Le 6 mars 2010, par référendum, l’entente est rejetée par 93% des voteurs.

Ce qu’on baptise rapidement « la révolution des casseroles » force la démission du gouvernement et la prise du pouvoir par une coalition de gauche. Conformément à sa promesse électorale, celle-ci met en place une assemblée constituante chargée de rédiger une nouvelle constitution.

Mille citoyens ont été tirés au sort, parmi lesquels 522 ont accepté d’être candidats et dont, finalement, 25 sont élus pour former l’assemblée constituante.
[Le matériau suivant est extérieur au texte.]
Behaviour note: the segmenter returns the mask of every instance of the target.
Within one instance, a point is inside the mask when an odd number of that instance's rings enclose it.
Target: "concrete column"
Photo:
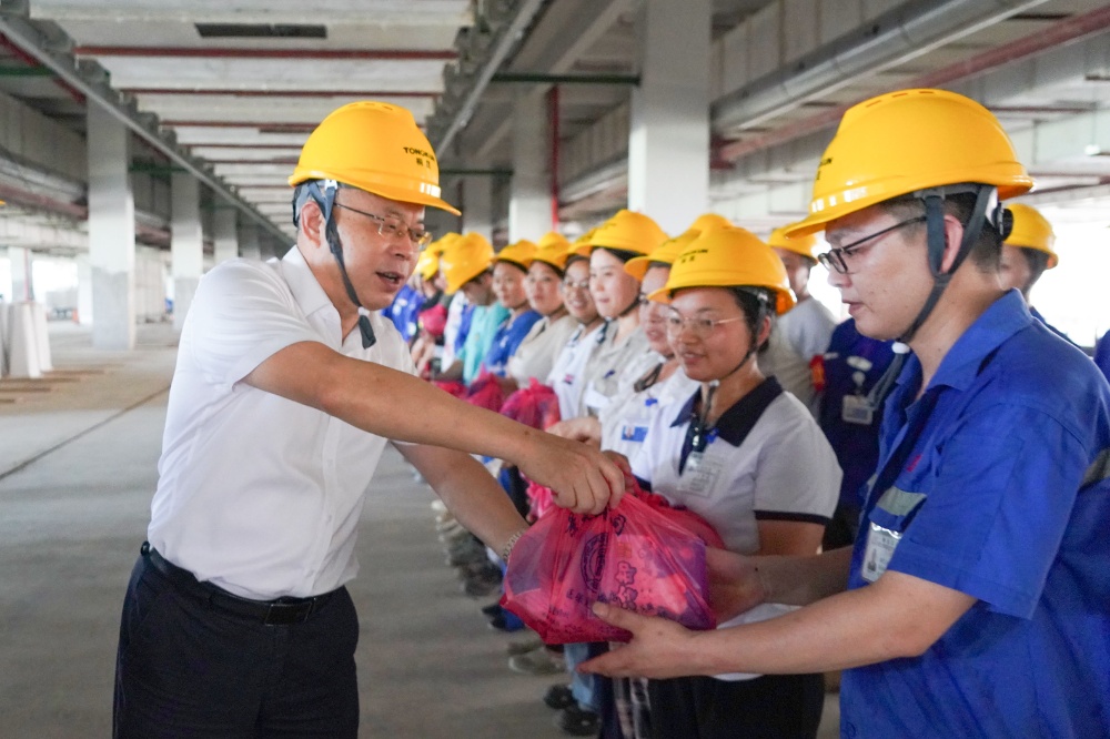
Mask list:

Entretemps, le Royaume-Unis et les Pays-Bas entreprennent de nouvelles négociations qui aboutissent à une deuxième entente le 16 février 2011. En dépit de l’appui unanime des partis politiques islandais, cette nouvelle entente est rejetée par un deuxième référendum, tenu le 9 avril suivant.

Fin du conflit

Le procès intenté par le Royaume-Uni et les Pays-Bas devant les instances judiciaires européennes a connu son aboutissement hier par une victoire éclatante de l’Islande.
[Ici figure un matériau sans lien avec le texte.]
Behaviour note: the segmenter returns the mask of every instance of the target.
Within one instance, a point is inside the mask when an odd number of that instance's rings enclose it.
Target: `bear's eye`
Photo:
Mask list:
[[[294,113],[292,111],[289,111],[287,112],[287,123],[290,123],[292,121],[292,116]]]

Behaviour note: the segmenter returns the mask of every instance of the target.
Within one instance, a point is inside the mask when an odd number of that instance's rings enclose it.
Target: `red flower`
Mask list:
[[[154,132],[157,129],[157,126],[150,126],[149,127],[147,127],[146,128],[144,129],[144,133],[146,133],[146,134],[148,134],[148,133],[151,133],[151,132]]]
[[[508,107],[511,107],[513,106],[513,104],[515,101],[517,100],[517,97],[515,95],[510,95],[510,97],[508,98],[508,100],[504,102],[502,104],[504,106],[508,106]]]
L’Association européenne de libre-échange (un tribunal administratif européen) a estimé que ce sont les gouvernements du Royaume-Uni et des Pays-Bas qui doivent payer pour les conséquences de la faillite des succursales bancaires installées sur leur territoire.

En somme, si le gouvernement britannique a choisi de dérèglementer son système financier et de fermer les yeux sur ses abus, c’est à lui d’en payer le prix.

Quant aux Islandais, ils sont donc récompensés pour leur audace et pour avoir établi des mécanismes qui leur permettent de renverser les décisions des gouvernements faibles qui successivement ont trahi leurs intérêts.

Et toute cette histoire, c’est celle de pays riches qui ont tenté de punir un pays vulnérable pour avoir cru naïvement au mirage du néo-libéralisme — un mirage que ces gouvernements ont eux-mêmes suscité — et qui échouent dans leur entreprise d’asservissement. Comme quoi les histoires ont parfois une belle fin.

Références :
Après le rejet de l’accord Icesave, les Islandais s’interrogent sur leur audace
Assemblée constituante islandaise de 2011
Crise financière de 2008 en Islande
Économie de l’Islande
Iceland Wins Major Case Over Failed Bank
Icesave
Icesave dispute
Islande, une crise démocratique bien silencieuse
L’AELE donne raison à l’Islande face aux épargnants étrangers
Papier commercial adossé à des actifs non bancaire

Parus depuis :
Merde aux banquiers! (2013-02-04)
En Islande, les banquiers voyous ont leur prison (2016-12-02)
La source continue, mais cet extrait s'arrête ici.